Forse è anche causa, in piccola parte, del pregiudizio nel vedere un attore estremamente popolare mettersi dietro la macchina da presa; ma di certo il suo ultimo film, Suburbicon, non lo aveva aiutato a smarcarsi da quelle infami etichette (perché girare un film scritto dai Coen, coeniano in tutto, senza essere i Coen è praticamente un suicidio artistico). Se però c’è una cosa che forse abbiamo capito del Clooney regista è che i suoi migliori film sono quelli con, banalmente, le sceneggiature più solide, preferibilmente di genere thriller (nelle varie declinazioni di spionistico/crime/politico). Sceneggiature su cui Clooney può davvero mettere il suo, giocando visivamente su una materia praticamente inscalfibile. Lì si che ci si diverte. E che Clooney ci regala dei film anche di regia.

The Midnight Sky fa invece soltanto arrabbiare. Fa arrabbiare per quanto è palese che Clooney abbia totalmente sbagliato strada (di nuovo) rispetto al percorso promettente degli inizi, imbarcandosi nella regia di un film con una sceneggiatura inconsistente, lontana dalle sue corde, che fa acqua da tutte le parti. The Midnight Sky è, semplicemente, una vera noia. La storia è tratta da un libro (La distanza tra le stelle di Lily Brooks-Dalton), e vede scorrere parallelamente due trame.
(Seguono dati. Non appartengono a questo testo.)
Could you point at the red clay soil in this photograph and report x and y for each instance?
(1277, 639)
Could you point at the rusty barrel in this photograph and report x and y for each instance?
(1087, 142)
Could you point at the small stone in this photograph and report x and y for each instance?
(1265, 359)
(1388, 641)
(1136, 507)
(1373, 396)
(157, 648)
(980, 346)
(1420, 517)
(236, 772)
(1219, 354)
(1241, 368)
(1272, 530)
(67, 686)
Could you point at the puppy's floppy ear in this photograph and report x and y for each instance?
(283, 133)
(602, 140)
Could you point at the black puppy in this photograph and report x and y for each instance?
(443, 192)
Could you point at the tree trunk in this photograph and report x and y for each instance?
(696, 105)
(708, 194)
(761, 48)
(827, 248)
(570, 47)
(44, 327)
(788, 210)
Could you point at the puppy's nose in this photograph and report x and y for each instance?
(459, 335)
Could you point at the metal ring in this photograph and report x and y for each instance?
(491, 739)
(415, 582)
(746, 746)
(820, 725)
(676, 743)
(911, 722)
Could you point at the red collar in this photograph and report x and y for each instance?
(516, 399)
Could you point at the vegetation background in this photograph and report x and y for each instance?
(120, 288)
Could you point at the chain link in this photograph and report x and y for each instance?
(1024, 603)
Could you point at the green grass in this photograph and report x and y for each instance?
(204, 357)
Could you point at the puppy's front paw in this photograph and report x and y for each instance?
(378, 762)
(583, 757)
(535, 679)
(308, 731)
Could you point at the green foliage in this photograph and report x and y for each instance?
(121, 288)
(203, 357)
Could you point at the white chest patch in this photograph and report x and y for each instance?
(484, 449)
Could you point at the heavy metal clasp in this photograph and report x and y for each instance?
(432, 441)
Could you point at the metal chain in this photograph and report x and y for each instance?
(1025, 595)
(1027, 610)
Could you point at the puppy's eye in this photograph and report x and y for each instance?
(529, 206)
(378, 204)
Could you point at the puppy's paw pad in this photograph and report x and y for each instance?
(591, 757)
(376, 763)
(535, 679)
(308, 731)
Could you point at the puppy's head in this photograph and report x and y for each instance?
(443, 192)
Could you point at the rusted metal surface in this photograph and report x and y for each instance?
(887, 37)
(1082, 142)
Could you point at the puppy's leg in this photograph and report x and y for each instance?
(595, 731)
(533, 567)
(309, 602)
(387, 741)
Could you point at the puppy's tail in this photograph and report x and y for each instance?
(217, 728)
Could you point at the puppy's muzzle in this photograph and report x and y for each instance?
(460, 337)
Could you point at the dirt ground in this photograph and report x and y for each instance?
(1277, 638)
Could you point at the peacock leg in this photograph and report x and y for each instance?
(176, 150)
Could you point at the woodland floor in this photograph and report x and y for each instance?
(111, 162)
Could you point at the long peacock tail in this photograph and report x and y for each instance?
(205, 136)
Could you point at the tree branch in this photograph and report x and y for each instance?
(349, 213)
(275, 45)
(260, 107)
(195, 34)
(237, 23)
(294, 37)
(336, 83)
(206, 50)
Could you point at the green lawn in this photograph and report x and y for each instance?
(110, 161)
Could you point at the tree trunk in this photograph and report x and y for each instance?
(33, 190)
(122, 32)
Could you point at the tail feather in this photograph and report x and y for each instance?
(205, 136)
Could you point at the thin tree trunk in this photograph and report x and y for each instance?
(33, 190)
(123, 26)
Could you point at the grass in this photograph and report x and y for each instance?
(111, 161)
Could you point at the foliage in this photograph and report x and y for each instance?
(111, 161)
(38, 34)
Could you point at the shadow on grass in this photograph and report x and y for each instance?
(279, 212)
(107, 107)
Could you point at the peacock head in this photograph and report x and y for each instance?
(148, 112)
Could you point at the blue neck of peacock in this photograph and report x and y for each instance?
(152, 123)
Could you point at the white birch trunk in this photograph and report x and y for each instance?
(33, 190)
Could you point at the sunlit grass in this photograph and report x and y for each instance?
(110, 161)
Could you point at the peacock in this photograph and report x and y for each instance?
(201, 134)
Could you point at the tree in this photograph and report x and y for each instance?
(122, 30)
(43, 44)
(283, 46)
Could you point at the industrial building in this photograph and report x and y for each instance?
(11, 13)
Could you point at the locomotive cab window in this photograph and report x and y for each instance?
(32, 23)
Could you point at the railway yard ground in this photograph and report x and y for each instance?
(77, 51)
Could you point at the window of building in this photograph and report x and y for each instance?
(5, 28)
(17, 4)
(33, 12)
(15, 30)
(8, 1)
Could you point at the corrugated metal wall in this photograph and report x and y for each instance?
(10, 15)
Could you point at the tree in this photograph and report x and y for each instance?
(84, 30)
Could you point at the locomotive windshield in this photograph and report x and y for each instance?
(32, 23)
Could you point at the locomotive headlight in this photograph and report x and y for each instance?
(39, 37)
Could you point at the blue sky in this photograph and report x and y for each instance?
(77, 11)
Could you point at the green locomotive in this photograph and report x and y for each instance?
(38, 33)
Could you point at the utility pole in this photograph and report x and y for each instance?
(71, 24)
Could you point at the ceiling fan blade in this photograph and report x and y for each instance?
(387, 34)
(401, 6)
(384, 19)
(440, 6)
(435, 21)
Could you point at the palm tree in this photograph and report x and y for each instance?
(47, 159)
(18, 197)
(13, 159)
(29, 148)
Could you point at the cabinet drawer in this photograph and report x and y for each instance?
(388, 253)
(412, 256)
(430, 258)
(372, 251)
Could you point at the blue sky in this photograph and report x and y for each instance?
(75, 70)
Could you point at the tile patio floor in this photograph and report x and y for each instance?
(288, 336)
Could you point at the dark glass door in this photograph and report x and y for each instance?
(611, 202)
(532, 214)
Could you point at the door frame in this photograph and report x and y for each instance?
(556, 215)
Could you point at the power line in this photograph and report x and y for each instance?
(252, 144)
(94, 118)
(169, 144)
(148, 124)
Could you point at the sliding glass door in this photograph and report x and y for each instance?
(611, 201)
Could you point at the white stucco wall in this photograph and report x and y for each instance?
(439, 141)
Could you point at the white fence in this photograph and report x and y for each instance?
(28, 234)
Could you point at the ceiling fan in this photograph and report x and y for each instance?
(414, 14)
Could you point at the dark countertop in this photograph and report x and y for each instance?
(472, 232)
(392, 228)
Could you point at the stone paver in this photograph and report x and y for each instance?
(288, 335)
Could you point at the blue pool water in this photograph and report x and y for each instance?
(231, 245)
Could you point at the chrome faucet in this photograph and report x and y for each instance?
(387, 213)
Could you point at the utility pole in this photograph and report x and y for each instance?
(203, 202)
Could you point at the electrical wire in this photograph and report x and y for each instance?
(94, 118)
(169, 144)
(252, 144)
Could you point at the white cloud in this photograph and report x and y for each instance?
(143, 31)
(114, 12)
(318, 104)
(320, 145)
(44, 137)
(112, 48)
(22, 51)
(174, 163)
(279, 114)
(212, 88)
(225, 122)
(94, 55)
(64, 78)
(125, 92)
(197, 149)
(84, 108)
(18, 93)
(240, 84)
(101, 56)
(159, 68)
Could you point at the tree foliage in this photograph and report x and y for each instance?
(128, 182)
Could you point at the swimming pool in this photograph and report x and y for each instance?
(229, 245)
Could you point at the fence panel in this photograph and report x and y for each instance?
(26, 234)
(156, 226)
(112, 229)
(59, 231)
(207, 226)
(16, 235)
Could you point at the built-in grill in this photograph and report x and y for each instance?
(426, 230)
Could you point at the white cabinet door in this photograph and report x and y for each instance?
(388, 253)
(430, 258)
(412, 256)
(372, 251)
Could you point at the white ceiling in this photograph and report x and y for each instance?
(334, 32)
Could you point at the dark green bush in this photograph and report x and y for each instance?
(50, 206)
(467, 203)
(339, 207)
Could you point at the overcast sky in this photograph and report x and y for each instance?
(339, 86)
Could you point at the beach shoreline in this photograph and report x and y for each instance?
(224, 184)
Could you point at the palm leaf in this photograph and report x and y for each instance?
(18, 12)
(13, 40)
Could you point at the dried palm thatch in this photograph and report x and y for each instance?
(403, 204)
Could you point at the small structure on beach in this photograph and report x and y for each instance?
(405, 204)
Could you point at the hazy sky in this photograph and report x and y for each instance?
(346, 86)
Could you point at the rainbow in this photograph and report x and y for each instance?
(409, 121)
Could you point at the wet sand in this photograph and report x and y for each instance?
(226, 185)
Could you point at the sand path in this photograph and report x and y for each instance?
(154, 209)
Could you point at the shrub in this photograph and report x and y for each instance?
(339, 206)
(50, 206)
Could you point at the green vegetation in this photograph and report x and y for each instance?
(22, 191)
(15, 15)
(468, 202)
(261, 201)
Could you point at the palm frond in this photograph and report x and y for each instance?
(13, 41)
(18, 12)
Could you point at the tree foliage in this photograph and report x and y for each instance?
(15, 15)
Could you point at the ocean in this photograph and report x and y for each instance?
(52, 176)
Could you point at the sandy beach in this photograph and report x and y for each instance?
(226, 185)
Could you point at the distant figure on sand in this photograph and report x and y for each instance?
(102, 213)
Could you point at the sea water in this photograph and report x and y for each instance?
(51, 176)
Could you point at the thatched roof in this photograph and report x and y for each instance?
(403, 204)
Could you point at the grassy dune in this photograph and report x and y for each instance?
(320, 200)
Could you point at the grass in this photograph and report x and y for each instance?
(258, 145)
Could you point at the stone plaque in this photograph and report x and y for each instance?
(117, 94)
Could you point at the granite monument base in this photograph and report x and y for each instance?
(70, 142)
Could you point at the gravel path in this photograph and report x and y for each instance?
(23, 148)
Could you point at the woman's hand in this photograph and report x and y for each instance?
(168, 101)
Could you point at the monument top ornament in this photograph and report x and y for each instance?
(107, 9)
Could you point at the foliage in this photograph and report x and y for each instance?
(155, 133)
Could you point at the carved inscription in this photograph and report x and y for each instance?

Siamo nel 2049 e in un osservatorio del Polo Nord - e sull’intero pianeta Terra - è rimasto solo il disilluso scienziato Augustine Lofthouse (Clooney stesso). Augustine scopre però presto di non essere solo: una bambina infatti si aggira silenziosa nella struttura, e grazie anche al suo aiuto riesce ad entrare in contatto con degli astronauti (tra cui figura Felicity Jones, volto di Rogue One: A Star Wars Story) in missione nello spazio per trovare un nuovo pianeta vivibile. Alternando le poche vicende di Augustine e degli astronauti, Clooney sembra voler dimostrare qualcosa che non riesce a comunicare; deviando qualche volta sulla suspence, il film arriva però troppo tardi (negli ultimi dieci minuti!) e con un polt-twist al tanto cercato tono filosofico-esistenzialista.

Dopo tutto il filotto degli ultimi anni di film sullo spazio (dall’autorialismo quasi sperimentale di High Life all’high-concept emozionale Interstellar, passando per l’intimismo di Ad Astra) era comunque difficile per Clooney regalare al pubblico qualcosa di nuovo. Qui però l'atmosfera sci-fi non è quasi mai convincente, anzi sembra sempre finta, costruita, fine a sé stessa. Ci sono sì dei momenti in cui l'azione riesce a coinvolgere, in cui l'ambientazione di genere fatta di astronavi e assenza di gravità riesce a dare un motivo della sua esistenza, regalando momenti di buon dinamismo: questi momenti tuttavia sono veramente pochi e sembrano soltanto una fortunata deviazione rispetto al tono generale del film, fatto di silenzi inspiegabili e personaggi ermetici. L'impressione è insomma quella che Clooney abbia voluto a tutti i costi fare un film d'autore, rinunciando alla possibilità di fare un buon film di intrattenimento.

Ma, probabilmente, anche una regia diversa non avrebbe salvato questa storia piena di crepe, domande lasciate irrisolte, cose che fanno storcere il naso. Clooney fa il suo, cerca di salvare il salvabile. Ma di certo non è ancora il momento del suo cinema d'autore. Sarà per la prossima? Noi ci speriamo.